I am starting to have crying sessions it seems like every other day anymore. I do not see my mother any longer I see a person declining quickly. I am feeling overwhelmed and I don't think my family sees it. I have told them I need to get away for a few days, but that never seems to happen. No one has time to watch or be with mom except me. I am the only child so this is all on my shoulders. Her brother is not any help they have not spoke in several years now.
I do not know if I am just going through a stage or if I am starting to get depressed. I am with mom almost 24/7 except when a homemaker comes in daily. A person can go to Walmart just so many times to get out of the house. I seem to have lost my friends because I can not get together with them anymore.
This on-line discussion is a life line for me. This way I can communication with people and see how they handle different things that come up in their caregiving also.
So if anyone has advice please let me know how to get myself under control.
Losing Control
Carol
I took care of my two brothers while stepmother beat and abused me. What a life? Aren't we suppose to be the crazy ones or the mad ones in jail hmmmm?
Texting??? Good for you. I blocked mine, but I suppose I'll have to start that, too.

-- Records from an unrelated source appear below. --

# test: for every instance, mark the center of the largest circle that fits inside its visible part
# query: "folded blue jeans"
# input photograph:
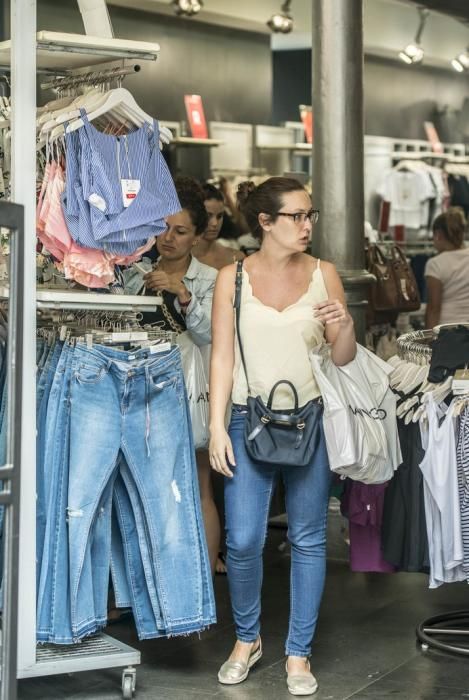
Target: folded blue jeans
(134, 403)
(247, 501)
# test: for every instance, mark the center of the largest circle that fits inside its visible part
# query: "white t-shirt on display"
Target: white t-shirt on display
(452, 269)
(441, 495)
(407, 192)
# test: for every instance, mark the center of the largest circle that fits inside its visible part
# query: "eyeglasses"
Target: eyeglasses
(300, 217)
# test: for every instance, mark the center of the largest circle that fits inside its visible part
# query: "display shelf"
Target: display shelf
(97, 652)
(58, 50)
(302, 149)
(70, 299)
(191, 141)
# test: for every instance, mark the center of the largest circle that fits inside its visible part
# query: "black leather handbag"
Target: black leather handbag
(288, 437)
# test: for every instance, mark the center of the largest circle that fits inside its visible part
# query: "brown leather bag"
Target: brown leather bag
(383, 292)
(395, 288)
(408, 297)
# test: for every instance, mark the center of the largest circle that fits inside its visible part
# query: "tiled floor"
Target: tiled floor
(365, 646)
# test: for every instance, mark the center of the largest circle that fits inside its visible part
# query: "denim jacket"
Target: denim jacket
(199, 280)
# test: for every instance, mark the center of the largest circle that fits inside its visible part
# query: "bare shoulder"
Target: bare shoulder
(327, 267)
(227, 255)
(226, 279)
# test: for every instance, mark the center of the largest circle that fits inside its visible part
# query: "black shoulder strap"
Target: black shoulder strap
(237, 308)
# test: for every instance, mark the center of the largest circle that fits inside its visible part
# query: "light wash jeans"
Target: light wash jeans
(53, 599)
(247, 501)
(134, 404)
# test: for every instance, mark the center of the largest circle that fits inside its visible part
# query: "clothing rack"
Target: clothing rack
(91, 78)
(62, 55)
(415, 347)
(448, 632)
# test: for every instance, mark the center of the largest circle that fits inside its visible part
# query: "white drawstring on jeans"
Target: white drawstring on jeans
(147, 410)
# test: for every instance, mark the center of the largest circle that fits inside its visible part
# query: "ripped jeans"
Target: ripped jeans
(131, 449)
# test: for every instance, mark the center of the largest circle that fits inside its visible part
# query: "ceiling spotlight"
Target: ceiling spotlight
(282, 22)
(413, 52)
(188, 8)
(461, 62)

You're in our thoughts and prayers,
Carol
I hate writing about the pain and negative stuff I have to deal with. It makes me feel vulnerable after posting, not relieved. Like I'm a whiner or something. Perhaps I am. I am so blessed in most areas of my life, except to do with family. Dad is OK, but Mom's the hardest. And so is my sibling who does nothing but criticize me. Sad. Thank God for friends and loving supporters! And thanks be to God for providing the love of friends. Since this is a vent site, I did. I shouldn't have to feel "guilty" for that, but it doesn't feel any more comfortable than the pain and burdens I carry in my heart. We weren't "allowed" to share feelings in our family, unless it included anger. So it will probably never feel comfortable to share my true feelings and intimate longings. Only a few safe people hear the whole of it, and only by the grace of God do we find comfort. Sometimes blowing sunshine doesn't fit with the reality of the grief and pain we bear. Thanks for listening, responding, and caring.
How is Austin doing? Its funny not haha funny but odd how you connect with each other here and are concerned for one another. I like that reminds me of a good Beatle song Come together I'm a beatles freak. Can you see me at 80 in the nursing home going " Okay everyone tonight we are having a special party called Beatlemania get out them love beads and them peace signs and lets dance "far out" Sometimes I just crack me up.

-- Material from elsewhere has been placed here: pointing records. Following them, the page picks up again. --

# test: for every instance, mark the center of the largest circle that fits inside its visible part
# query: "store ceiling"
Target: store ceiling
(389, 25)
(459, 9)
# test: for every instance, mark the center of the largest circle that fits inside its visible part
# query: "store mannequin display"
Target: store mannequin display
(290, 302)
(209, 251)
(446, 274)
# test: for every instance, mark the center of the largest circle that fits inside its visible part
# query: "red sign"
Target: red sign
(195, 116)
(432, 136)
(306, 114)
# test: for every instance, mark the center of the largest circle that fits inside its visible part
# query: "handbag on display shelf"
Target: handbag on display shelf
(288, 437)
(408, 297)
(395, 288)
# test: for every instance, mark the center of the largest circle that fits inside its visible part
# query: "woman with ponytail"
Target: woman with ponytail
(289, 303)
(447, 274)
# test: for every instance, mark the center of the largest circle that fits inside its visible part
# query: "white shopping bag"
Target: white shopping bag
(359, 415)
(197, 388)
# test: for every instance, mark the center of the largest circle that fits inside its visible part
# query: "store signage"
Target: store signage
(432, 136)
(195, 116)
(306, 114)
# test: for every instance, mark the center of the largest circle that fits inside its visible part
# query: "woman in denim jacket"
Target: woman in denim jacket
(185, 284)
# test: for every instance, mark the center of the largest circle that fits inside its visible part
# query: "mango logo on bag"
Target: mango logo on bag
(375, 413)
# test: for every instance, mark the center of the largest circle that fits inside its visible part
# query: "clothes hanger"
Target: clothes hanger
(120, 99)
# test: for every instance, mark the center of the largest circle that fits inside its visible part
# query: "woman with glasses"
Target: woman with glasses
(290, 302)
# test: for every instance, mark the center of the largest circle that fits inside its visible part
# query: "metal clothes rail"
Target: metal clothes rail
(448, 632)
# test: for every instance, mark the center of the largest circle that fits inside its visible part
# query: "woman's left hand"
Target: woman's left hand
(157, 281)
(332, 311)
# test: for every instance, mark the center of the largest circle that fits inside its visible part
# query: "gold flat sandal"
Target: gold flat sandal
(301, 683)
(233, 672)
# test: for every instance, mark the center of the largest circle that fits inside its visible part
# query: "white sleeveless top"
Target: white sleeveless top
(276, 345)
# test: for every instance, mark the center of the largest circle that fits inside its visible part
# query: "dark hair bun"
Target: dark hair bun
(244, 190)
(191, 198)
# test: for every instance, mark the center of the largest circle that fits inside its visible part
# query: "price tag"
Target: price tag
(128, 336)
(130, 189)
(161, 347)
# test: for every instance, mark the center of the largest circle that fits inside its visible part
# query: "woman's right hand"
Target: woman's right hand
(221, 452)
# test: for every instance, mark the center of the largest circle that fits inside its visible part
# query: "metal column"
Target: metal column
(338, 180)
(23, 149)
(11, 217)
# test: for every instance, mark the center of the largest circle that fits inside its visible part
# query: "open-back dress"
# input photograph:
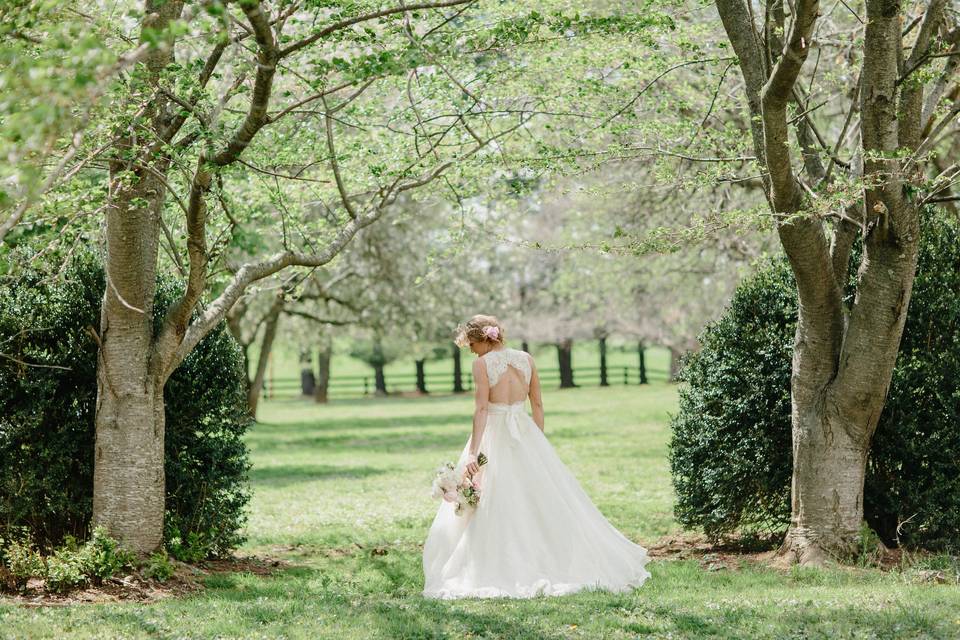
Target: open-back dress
(535, 531)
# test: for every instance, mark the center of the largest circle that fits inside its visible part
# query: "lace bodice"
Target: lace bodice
(498, 361)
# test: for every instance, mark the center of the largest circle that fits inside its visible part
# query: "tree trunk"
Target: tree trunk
(269, 334)
(603, 362)
(843, 358)
(128, 479)
(827, 486)
(308, 381)
(457, 371)
(323, 373)
(674, 363)
(129, 486)
(380, 380)
(643, 362)
(421, 376)
(565, 360)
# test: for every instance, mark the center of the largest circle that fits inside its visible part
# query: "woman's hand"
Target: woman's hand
(472, 466)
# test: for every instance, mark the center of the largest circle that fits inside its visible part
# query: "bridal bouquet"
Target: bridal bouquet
(459, 489)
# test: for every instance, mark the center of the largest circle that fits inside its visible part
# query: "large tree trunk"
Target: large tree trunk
(842, 358)
(603, 362)
(421, 376)
(565, 360)
(266, 347)
(323, 373)
(457, 371)
(128, 477)
(827, 485)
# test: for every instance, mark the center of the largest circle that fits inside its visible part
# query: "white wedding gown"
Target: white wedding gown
(535, 531)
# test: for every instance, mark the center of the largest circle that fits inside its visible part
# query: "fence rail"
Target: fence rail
(354, 386)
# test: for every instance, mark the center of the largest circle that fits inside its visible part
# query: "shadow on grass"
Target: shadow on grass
(322, 423)
(285, 474)
(382, 593)
(380, 443)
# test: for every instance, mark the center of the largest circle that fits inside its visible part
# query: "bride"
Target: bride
(534, 531)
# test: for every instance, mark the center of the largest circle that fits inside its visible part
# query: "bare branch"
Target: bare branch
(343, 24)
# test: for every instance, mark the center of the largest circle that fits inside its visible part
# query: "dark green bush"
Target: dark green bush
(731, 453)
(47, 416)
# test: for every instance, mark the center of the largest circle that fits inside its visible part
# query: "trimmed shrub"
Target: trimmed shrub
(47, 415)
(731, 449)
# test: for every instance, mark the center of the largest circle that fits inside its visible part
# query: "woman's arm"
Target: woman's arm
(536, 402)
(481, 397)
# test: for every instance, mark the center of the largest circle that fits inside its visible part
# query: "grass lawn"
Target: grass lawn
(341, 494)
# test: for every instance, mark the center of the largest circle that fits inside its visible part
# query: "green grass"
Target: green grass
(285, 365)
(330, 483)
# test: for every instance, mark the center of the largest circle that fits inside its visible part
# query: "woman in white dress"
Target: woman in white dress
(534, 531)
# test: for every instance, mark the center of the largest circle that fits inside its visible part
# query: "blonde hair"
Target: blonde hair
(475, 331)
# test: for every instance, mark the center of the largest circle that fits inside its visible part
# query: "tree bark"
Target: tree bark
(643, 362)
(421, 376)
(603, 362)
(308, 381)
(128, 481)
(269, 334)
(674, 363)
(565, 360)
(379, 380)
(842, 362)
(322, 387)
(457, 371)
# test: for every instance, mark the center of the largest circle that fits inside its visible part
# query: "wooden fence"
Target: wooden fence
(357, 386)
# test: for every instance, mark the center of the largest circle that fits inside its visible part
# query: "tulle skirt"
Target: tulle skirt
(535, 531)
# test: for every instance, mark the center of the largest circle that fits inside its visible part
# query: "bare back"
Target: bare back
(508, 373)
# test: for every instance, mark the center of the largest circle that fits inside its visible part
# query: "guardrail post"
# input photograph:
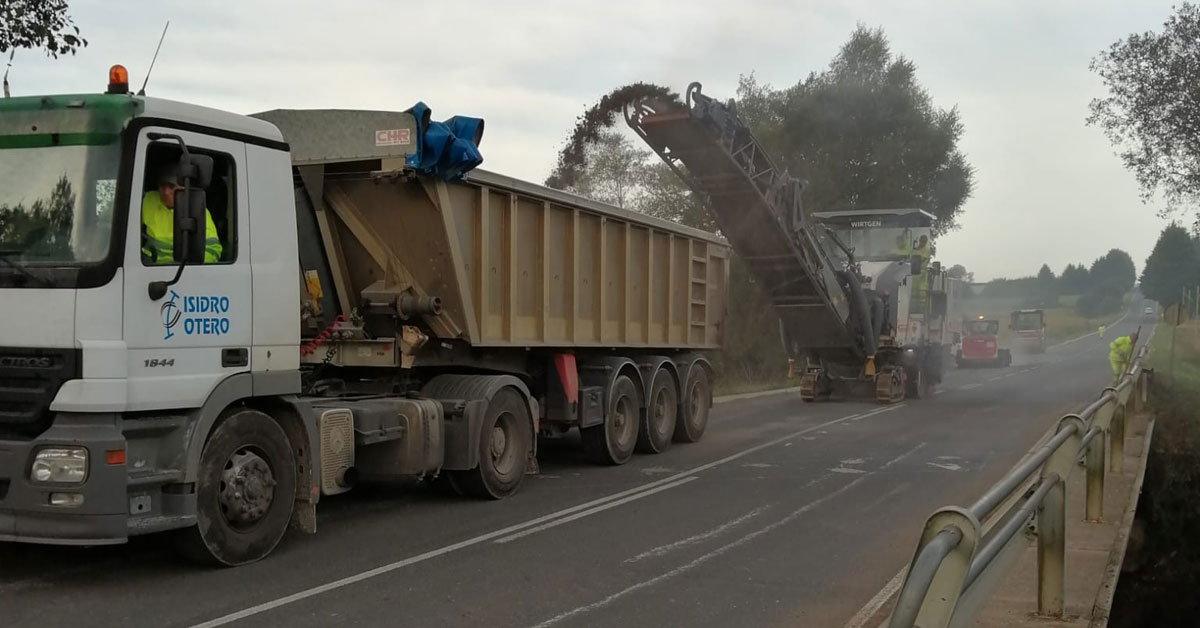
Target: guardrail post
(935, 581)
(1053, 520)
(1053, 549)
(1116, 440)
(1096, 479)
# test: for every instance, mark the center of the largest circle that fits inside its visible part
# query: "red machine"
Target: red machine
(981, 345)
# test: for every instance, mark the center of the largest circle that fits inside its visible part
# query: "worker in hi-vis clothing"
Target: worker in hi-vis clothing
(159, 222)
(1120, 353)
(921, 281)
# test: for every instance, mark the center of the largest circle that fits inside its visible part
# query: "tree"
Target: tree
(615, 171)
(1114, 273)
(1047, 283)
(864, 133)
(39, 24)
(1152, 112)
(1074, 279)
(1110, 277)
(1173, 265)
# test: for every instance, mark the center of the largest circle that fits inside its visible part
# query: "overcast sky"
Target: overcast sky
(1048, 187)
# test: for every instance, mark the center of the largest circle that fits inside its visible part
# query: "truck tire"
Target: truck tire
(613, 441)
(245, 491)
(917, 386)
(697, 396)
(505, 441)
(661, 412)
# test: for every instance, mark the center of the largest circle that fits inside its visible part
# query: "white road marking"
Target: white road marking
(497, 533)
(661, 550)
(657, 471)
(873, 606)
(591, 512)
(791, 516)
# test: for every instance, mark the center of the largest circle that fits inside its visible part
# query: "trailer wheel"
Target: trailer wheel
(697, 396)
(612, 442)
(661, 412)
(245, 491)
(504, 446)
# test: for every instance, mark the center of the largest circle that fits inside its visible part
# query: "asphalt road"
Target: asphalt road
(785, 514)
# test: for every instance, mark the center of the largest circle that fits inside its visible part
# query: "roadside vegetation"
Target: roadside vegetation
(1150, 115)
(1162, 564)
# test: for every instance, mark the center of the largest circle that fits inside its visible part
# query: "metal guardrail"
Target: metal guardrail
(957, 566)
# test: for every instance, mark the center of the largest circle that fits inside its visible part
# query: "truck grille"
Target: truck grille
(29, 380)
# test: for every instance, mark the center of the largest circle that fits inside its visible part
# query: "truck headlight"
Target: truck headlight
(59, 465)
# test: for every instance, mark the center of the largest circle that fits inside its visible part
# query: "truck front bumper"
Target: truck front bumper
(101, 518)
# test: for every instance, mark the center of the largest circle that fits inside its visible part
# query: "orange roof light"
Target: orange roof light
(118, 79)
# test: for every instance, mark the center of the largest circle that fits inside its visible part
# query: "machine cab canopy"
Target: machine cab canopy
(882, 234)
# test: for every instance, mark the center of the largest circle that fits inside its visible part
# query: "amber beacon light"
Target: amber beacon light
(118, 79)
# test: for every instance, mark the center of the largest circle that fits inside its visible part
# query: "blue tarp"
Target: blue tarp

It doesn't matter if you are an only child or not Only one of us is going to be caregiver I can assure you. there are three of us well I thought there were three of us don't know where the other two are??? funny how that works out but don't internalize too much do the best you can do and the stuff you can't do ASK someone else to do it or use faciities that are available. Have a life God gave you the life, mother and daddy didn't do it by themselves God wants you to do what is right with your life and he wants you to be happy. I hope thesefew pearls of wisdom help (I named the new dog Pearl) LOL Take care and find time for YOU Love and hugs to all Neon
My mother was too out of it, one year, to sign her taxes, and I had a POA, so I signed for her. The CPA was fine with that. But then she rallied and realized later and was asking about them. I knew she'd be livid that I signed them as POA - even though it was the only way to get them in on time, so the CPA was kind enough to make a duplicate. I got the "sign here" stickers, and she signed again. He was/is a good man. She was happy and her taxes got in on time. She didn't owe, but still had to file. Whew! What we go through.